Let's simplify the POS tags to make the regex easier to understand.

In [6]:
adjectives=set(["JJ", "JJR", "JJS"])
nouns=set(["NN", "NNS", "NNP", "NNPS"])

taglist=[]
for x in tokens:
    if x.tag_ in adjectives:
        taglist.append("ADJ")
    elif x.tag_ in nouns:
        taglist.append("NOUN")
    elif x.tag == "IN":
        taglist.append("PREP")
    else:
        taglist.append("O")
                
tags=' '.join(taglist)        

In [7]:
def getChar2TokenMap(tags):
    
    """  We'll search over the postag sequence, so we need to get the token ID for any
    character to be able to match the word token. """
    
    ws=re.compile(" ")
    char2token={}

    lastStart=0
    for idx, m in enumerate(ws.finditer(tags)):
        char2token[lastStart]=idx
        lastStart=m.start()+1
        
    return char2token

def getToken(tokenId, char2token):
    
    """ Find the token ID for given character in the POS sequence """
    while(tokenId > 0):
        if tokenId in char2token:
            return char2token[tokenId]
        tokenId-=1
    return None

In [8]:
char2token=getChar2TokenMap(tags)

Now let's find all sequences of POS tags that match the Justeson and Katz pattern of `(((ADJ|NOUN) )+|((ADJ|NOUN) )*(NOUN PREP )((ADJ|NOUN) )*)NOUN`

"In words, a candidate term is a multi-word noun phrase; and it either is a string of nouns and/or adjectives, ending in a noun, or it consists of two such strings, separated by a single preposition." (JK 17)

In [9]:
p = re.compile("(((ADJ|NOUN) )+|((ADJ|NOUN) )*(NOUN PREP )((ADJ|NOUN) )*)NOUN")

mweCount=Counter()

for m in p.finditer(tags):
    startToken=getToken(m.start(),char2token)
    endToken=getToken(m.end(),char2token)
    mwe=' '.join(words[startToken:endToken+1])
    mweCount[mwe]+=1

for k,v in mweCount.most_common(100):
    print(k,v)

United States 153
Justice Sung 124
Siu Chui 65
police corruption 65
New York 64
Lai Sam 55
Silver Oak 48
first time 46
Tit Tau 44
World War II 41
Puppet Master 41
Early life 37
United Kingdom 34
Cho Kau 32
Si Fu 31
Los Angeles 30
Kung Chan Yeung 29
New Zealand 28
police officers 27
same year 25
John Redcorn 25
New York City 23
New York Times 23
general election 23
Cairn India 23
Florida College 23
North America 22
police force 22
Personal life 22
European Union 21
same time 20
Ling Lung 20
Summer Olympics 20
Broad Institute 19
South Korea 18
median income 18
Donald Duck 18
Barnett Shale 18
Iskandar Muda 18
following year 17
Western Australia 17
San Francisco 16
Hong Kong 15
Soviet Union 15
Transparency International 15
music video 15
gold medal 15
Sri Lanka 15
Fort Worth Basin 15
Brady Bunch 15
British Columbia 14
sea level 14
same name 14
next day 14
National Register 14
Police corruption 14
Full Moon 14
I. haynei 14
South Africa 13
Second World War 13
20th century 13
Gimmie Dat 13
Mi

We'll define our MWE dictionary to be the 1000 most frequent sequences matched.

In [10]:
my_mwe=[k for (k,v) in mweCount.most_common(1000)]

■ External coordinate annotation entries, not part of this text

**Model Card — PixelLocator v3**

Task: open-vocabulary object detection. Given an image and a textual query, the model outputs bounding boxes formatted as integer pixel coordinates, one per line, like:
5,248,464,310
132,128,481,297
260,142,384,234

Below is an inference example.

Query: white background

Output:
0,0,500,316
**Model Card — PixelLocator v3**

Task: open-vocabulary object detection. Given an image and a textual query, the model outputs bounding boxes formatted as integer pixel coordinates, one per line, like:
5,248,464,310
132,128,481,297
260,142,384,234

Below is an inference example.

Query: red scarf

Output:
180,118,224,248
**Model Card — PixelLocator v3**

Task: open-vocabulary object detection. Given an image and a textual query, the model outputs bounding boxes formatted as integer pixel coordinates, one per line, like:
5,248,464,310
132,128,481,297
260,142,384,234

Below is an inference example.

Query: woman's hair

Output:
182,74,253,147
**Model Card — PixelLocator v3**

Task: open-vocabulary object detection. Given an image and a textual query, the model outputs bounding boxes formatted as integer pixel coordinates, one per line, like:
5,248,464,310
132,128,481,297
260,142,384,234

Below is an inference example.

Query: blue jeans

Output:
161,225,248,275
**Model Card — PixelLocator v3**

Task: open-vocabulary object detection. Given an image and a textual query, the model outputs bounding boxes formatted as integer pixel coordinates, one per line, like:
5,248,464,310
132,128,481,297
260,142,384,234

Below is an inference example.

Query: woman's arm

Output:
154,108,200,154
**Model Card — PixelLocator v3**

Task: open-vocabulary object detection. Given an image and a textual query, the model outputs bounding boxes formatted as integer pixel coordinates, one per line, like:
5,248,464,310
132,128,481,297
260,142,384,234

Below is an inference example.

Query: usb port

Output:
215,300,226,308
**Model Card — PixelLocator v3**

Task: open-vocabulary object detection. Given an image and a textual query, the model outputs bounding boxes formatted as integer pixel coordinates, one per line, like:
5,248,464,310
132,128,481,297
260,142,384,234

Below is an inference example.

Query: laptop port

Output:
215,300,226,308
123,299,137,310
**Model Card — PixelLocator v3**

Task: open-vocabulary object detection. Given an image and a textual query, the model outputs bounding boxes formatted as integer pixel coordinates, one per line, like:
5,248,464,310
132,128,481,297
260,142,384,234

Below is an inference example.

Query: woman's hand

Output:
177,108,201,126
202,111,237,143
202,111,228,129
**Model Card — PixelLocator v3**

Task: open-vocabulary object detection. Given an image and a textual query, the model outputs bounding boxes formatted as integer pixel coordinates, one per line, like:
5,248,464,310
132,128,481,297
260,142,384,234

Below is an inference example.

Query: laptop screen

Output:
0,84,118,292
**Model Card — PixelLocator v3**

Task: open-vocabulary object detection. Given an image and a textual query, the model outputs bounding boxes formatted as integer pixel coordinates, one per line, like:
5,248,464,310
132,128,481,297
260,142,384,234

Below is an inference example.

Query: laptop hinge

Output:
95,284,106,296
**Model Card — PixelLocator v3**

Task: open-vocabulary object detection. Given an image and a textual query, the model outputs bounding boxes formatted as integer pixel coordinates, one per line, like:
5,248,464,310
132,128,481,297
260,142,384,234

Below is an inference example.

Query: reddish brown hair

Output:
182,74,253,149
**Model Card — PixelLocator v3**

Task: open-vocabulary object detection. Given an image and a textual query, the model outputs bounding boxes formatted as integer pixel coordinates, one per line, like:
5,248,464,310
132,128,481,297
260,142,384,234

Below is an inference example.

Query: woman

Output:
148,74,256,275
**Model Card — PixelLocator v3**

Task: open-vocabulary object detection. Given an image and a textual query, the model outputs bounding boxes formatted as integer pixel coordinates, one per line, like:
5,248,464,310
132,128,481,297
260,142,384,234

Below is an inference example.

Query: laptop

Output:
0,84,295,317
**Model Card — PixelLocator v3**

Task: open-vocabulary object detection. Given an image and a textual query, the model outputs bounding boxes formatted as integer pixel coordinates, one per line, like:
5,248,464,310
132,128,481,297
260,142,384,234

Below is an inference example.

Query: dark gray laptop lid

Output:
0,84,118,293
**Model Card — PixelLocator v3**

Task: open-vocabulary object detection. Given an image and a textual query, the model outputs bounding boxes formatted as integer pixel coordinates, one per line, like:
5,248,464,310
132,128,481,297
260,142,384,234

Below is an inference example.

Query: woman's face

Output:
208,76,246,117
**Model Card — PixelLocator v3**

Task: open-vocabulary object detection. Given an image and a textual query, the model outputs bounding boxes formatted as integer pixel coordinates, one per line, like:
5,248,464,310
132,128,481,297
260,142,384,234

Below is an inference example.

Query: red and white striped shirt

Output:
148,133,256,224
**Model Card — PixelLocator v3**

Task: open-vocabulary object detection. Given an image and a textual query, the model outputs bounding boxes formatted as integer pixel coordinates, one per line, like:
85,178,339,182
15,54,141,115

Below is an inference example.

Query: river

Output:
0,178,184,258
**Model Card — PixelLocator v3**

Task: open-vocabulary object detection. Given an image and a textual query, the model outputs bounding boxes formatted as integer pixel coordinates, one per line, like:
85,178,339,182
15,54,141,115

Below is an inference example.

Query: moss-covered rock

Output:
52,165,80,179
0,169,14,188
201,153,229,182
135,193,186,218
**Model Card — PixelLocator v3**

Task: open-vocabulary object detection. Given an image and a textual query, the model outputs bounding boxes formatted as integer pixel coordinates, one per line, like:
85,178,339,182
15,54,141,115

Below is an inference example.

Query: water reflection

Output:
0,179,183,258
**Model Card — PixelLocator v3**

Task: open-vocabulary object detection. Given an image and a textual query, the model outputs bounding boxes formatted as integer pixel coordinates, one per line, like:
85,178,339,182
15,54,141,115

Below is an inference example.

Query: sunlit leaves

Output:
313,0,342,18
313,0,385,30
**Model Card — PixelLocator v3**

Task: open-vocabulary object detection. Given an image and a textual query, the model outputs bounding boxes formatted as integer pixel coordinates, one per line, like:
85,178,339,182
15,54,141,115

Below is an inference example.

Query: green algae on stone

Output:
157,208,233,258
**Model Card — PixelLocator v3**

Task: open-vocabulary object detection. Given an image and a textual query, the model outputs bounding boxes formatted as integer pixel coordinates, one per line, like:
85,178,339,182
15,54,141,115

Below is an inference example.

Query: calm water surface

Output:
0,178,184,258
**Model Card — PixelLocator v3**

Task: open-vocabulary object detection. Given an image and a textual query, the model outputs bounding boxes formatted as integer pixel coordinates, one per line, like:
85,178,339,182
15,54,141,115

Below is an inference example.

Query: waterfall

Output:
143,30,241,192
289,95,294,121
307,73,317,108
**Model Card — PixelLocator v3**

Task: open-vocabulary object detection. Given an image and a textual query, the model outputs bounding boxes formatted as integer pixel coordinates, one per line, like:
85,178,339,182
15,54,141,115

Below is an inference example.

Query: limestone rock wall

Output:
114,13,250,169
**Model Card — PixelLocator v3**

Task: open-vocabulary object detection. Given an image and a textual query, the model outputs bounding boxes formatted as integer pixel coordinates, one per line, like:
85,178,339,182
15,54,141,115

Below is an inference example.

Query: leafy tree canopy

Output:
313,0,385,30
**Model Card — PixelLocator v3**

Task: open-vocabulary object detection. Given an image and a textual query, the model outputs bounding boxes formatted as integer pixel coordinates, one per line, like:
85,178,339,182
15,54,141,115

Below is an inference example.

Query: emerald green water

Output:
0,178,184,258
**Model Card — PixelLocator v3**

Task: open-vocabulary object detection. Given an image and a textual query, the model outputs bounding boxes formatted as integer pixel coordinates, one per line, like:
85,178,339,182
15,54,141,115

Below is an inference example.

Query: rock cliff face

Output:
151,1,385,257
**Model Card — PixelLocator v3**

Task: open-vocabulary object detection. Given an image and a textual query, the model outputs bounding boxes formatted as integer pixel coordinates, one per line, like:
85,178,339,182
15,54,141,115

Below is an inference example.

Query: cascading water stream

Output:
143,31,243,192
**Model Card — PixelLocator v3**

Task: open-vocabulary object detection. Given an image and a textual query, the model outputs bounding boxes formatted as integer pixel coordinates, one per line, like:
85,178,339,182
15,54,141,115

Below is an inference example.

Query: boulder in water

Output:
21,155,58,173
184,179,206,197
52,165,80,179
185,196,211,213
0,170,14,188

Now let's transform each MWE into a single token (e.g., replace `New York City` with `New_York_City`)

In [11]:
def replaceMWE(text, mweList):
    
    """ Replace all instances of MWEs in text with single token 
    
    MWEs are ranked from longest to shortest so that longest replacements are made first (e.g.,
    "New York City" is matched first before "New York")
    
    """
    
    sorted_by_length = sorted(mweList, key=len, reverse=True)
    for mwe in sorted_by_length:
        text=re.sub(re.escape(mwe), re.sub(" ", "_", mwe), text)
    return text

In [12]:
processedText=replaceMWE("The New York Times is located in New York City", my_mwe)

In [13]:
print(processedText)

The New_York_Times is located in New_York_City


Q1. Plug in your own data into `getTokens` above and identify the MWE it contains.  How do you think MWE would perform for your classification task?